40 killed in Sanaa, civil war looms

A Yemeni girl sits in the back of a vehicle loaded with her family’s belongings as they evacuate their house due to clashes between tribesmen and security forces in Sanaa on Thursday. AP

Residents were fleeing Sanaa by the hundreds, hurriedly fastening possessions to the roofs of cars, hoping to escape the violence that has killed more than 80 people since Monday.

The fighting, pitting the security forces of President Ali Abdullah Saleh against members of the country’s most powerful Hashed tribe led by Sadiq al-Ahmar, was the bloodiest Yemen has seen since protests began in January.

The battles threatened to spread into other parts of the capital Sanaa.

The defence ministry said 28 people were killed in an explosion in an arms storage area of Sanaa at dawn Thursday.

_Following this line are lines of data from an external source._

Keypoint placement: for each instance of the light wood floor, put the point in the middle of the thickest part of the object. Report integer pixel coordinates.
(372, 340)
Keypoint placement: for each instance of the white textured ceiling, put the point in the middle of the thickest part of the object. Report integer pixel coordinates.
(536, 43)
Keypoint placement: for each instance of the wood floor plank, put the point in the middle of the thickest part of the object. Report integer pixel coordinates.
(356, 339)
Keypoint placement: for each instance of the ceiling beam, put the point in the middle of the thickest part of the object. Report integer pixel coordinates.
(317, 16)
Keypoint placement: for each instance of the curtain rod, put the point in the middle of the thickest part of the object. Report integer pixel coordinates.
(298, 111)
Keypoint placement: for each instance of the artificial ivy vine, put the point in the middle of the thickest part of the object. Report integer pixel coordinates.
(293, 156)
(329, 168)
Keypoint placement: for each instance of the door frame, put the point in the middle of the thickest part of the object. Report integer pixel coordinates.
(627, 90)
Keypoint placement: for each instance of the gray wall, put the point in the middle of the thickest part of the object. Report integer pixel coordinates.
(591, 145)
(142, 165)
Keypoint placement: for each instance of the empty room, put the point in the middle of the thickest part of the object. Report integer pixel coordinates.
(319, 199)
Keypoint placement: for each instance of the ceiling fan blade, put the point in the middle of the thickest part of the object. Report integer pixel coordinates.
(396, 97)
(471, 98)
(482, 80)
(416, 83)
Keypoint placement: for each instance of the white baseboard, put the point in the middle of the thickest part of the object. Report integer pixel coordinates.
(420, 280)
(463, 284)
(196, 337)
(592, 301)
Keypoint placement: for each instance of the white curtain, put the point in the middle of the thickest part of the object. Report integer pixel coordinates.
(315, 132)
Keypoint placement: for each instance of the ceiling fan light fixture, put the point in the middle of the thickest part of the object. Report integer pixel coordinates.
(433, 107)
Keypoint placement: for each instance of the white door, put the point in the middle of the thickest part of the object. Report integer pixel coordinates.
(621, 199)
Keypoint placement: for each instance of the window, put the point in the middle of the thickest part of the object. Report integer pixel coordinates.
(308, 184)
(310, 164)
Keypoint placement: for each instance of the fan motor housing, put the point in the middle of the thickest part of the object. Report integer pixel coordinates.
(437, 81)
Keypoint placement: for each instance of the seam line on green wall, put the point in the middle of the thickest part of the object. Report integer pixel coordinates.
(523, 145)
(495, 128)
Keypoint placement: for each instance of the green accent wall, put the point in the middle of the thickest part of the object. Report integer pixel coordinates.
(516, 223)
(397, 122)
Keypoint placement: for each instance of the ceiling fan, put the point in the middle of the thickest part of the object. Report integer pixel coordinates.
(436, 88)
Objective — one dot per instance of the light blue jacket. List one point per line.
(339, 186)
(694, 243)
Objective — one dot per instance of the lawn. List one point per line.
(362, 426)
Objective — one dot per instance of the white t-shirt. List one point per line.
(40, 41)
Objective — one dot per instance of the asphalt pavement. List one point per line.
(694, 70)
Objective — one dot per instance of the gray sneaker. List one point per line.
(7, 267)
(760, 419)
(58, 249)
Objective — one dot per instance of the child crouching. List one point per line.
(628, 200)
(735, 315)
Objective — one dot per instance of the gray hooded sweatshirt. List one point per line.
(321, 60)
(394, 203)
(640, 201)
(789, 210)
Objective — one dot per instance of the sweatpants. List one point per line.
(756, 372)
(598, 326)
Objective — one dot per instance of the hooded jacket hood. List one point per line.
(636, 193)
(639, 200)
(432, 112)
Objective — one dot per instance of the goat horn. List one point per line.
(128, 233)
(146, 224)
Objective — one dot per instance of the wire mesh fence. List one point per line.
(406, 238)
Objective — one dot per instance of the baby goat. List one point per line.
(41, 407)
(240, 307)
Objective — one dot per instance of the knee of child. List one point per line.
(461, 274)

Fighters in civilian clothes roamed some districts on Thursday and machinegun fire rang out sporadically.

Sporadic explosions could be heard in the capital near the protest site where thousands of people demanding Saleh to leave after nearly 33 years in power are still camped.
Black smoke from mortar fire mixed with a haze of pollution and dust that hangs over Sanaa like a shroud.

Defusing the crisis

The United States and Saudi Arabia, both targets of foiled attacks by a wing of al-Qaeda based in Yemen, have tried to defuse the crisis and stem any spread of anarchy that could give the global militant network more room to operate.

There are worries that Yemen, already teetering on the brink of financial ruin, could become a failed state that would undermine regional security and pose a serious risk to its neighbour Saudi Arabia, the world’s biggest oil exporter.